This spring severe weather season is turning out to be one of the most active and deadly in the past three years and we’re only about halfway through it here in North Texas. Frequent outbreaks of storms left Denton County wetter than normal for the month.
Our coolest reading was 35 on April 1st. Our warmest was 91 on April 10th. Our day/night average temperature for April was 64, roughly one degree warmer than normal. Windy, too. Denton Enterprise Airport recorded a 41 mph wind gust on the 6th and on the 18th; a 47 mph wind gust was recorded on the 10th and, during a severe thunderstorm on the 17th, a 74 mph wind gust hit the airport.
As you’d expect, rainfall was substantial. We picked up .03″ on the 4th and .26″ on the 6th. A severe storm dropped 2.11″ at the airport and hail the size of baseballs at The Colony City Hall. Others in Denton County had quarter-sized hail. A few days later, on the 17th, another severe storm produced 1″ hail in Justin and dropped 1.91 inches of rain. Yet another round of strong storms produced 1.3 inches of rain over the 23rd and 24th and produced some 60-70 mph winds in Tarrant County.
Total rainfall as of April 29th was 5.61 inches, which was 2.65″ above normal.
As noted above, spring severe weather season has been far more active than in previous years and Texas has not been spared. An outbreak of tornadoes and severe storms struck Franklin and Alto in East Texas, killing four. Another tornado-producing supercell that blew up near the Texas/Louisiana border tore through Ruston, Louisiana after carving a 150 mile-long scar across the state.
The National Weather Service and local broadcasters are doing their part to give you as much notice of potentially dangerous weather, often days in advance. It is your responsibility to be “weather-aware” in the first place, and have multiple ways of getting warnings (live local radio and TV, NOAA Alert apps and other free weather apps). Bookmark “spc.noaa.gov” and “weather.gov/fwd” to get a valuable overview of storm potential in your area. Don’t depend on outdoor warning sirens.

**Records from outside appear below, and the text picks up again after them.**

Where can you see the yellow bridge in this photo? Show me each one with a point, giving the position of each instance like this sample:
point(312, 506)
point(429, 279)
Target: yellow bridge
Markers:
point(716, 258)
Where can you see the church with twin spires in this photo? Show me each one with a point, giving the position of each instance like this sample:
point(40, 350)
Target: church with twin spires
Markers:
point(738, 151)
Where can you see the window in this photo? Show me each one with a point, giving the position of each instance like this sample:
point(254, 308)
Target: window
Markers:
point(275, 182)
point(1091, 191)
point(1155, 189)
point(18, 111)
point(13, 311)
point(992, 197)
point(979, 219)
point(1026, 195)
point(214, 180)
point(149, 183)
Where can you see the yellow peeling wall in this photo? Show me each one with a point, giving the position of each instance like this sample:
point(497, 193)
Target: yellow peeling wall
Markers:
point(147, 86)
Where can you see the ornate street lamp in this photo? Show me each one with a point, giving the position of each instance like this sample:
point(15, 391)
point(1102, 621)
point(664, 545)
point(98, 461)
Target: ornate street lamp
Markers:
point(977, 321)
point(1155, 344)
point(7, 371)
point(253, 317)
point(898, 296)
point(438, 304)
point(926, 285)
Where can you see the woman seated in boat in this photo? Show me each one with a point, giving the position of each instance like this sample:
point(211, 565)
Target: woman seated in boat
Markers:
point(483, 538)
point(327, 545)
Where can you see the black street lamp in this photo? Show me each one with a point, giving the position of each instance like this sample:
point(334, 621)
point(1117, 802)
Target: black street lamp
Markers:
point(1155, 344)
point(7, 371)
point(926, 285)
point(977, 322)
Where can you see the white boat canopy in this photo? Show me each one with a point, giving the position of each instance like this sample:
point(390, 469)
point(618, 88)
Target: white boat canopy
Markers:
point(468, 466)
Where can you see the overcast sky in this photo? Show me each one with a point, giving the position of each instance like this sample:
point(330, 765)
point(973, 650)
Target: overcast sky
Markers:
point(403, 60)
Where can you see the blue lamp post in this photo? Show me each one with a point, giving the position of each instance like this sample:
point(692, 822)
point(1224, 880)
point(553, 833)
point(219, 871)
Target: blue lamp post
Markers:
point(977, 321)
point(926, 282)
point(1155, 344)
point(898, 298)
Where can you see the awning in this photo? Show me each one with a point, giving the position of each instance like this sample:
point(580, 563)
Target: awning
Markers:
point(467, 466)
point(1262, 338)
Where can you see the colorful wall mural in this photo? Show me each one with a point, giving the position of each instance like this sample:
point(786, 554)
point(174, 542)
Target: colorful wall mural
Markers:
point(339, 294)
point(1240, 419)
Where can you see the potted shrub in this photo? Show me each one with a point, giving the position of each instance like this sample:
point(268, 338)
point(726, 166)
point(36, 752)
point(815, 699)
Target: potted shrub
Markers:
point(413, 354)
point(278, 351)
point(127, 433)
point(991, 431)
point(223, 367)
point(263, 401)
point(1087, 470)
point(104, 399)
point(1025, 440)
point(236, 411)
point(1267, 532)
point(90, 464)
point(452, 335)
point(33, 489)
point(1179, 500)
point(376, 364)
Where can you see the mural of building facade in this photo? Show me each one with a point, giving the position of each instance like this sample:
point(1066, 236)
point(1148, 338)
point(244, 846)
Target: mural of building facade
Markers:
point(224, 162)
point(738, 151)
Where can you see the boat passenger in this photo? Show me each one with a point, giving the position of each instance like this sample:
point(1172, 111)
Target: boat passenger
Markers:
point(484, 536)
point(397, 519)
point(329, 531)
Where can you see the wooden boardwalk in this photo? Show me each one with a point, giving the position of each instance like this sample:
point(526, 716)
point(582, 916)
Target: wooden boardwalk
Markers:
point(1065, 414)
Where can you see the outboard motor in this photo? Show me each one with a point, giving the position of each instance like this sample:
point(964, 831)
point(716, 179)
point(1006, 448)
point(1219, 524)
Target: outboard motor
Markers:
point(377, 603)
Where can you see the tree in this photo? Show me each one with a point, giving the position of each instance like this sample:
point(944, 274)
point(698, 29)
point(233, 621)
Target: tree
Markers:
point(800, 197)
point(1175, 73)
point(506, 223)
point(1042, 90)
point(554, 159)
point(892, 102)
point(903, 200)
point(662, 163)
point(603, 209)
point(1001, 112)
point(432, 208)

Once a warning is issued for your county, turn on local TV or local radio. As the primary Emergency Alert Station for North Texas, WBAP 820 AM broadcasts all Severe Thunderstorm, Tornado and Flash Flood warnings. Also consider adding a storm shelter certified by the National Storm Shelter Association. Even the worst severe storms are survivable if you take proper action in time, and get into a proper shelter. In the absence of a shelter, go the lowest floor of a home or business away from windows, possibly a bathroom and wrap yourself up in blankets, pillows, even a bicycle helmet. And get a weather-alert radio!
Brad Barton is Chief Meteorologist of WBAP 820/570 KLIF/99.5 “The Wolf” and the Texas Rangers Baseball Club.